Probability Returning Infinity for most Categories

Open Nath5 opened this issue 11 years ago • 4 comments

Hello,

I know you haven't worked on this in a while but was wondering if you had any idea why I keep seeing this issue. I have added about 25 categories to the model with lots of data in each category. For the majority of the categories no matter what I feed in when I classify a chunk of text most of the categories return a probability of infinity.

ex.

Classification[ category=friends_gatherings, probability=Infinity, featureset=[ after, school, soccerabout, this, ... -- ] ]
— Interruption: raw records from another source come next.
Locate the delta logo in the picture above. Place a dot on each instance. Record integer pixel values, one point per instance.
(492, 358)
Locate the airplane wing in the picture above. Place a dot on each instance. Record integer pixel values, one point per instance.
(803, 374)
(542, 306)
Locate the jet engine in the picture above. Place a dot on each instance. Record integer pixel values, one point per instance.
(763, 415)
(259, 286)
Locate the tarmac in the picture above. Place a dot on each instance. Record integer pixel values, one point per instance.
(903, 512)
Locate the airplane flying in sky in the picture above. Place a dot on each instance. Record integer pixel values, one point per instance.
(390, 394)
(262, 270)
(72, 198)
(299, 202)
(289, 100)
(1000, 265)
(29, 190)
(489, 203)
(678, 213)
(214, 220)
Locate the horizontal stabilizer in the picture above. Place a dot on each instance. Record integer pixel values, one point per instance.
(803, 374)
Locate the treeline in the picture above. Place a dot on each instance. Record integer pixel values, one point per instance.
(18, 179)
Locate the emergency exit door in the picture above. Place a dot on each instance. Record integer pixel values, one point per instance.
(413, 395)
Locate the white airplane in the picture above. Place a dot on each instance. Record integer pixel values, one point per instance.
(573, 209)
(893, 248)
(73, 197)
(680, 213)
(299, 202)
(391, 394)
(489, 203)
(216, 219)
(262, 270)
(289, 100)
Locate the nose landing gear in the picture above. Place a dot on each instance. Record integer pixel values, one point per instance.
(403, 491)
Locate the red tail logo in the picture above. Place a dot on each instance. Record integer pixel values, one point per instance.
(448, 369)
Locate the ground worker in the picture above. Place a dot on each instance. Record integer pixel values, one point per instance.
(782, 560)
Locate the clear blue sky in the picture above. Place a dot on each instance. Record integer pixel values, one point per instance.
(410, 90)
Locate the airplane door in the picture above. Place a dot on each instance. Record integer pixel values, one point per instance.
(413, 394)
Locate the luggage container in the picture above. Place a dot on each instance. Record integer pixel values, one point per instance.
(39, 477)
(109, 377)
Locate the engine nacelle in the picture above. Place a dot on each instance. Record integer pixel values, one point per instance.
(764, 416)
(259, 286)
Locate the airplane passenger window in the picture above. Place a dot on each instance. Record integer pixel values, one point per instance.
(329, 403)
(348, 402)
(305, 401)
Nath5 avatar Jan 12 '15 21:01 Nath5

I literally encountered the same issue LOL. I think it may be because he didn't do any smoothing technique.

allenanie avatar Feb 13 '15 15:02 allenanie

Hello, yes, unfortunately there is no smoothing technique applied. PROD(P(featI|cat) becomes pretty big with lots of features and categories. You can however provide your own IFeatureProbability<T, K> calculator. This requires you to provide an own Classifier<T, K> though (or to override featuresProbabilityProduct(Collection<T> features, K category) in BayesClassifier<T, K>.

ptnplanet avatar Sep 10 '15 14:09 ptnplanet

Hi all. You might want to explore the latest feature branch (feature/weight).

Take the feature weight into consideration when calculating the featureProbabilityProduct

  • Made BayesClassifier.featureProbabilityProduct public to enable other implementations to overwrite the calculation
  • By default now take the feature weight and the assumed Probability into consideration when calculating the feautersProbabilityProduct
  • Added a test to test with high number of categories

ptnplanet avatar Feb 03 '17 10:02 ptnplanet

I'm comparing the results in python with numpy and the results with this routine and are completely different. This routine definitely don't work.

barovehicles avatar Sep 14 '17 11:09 barovehicles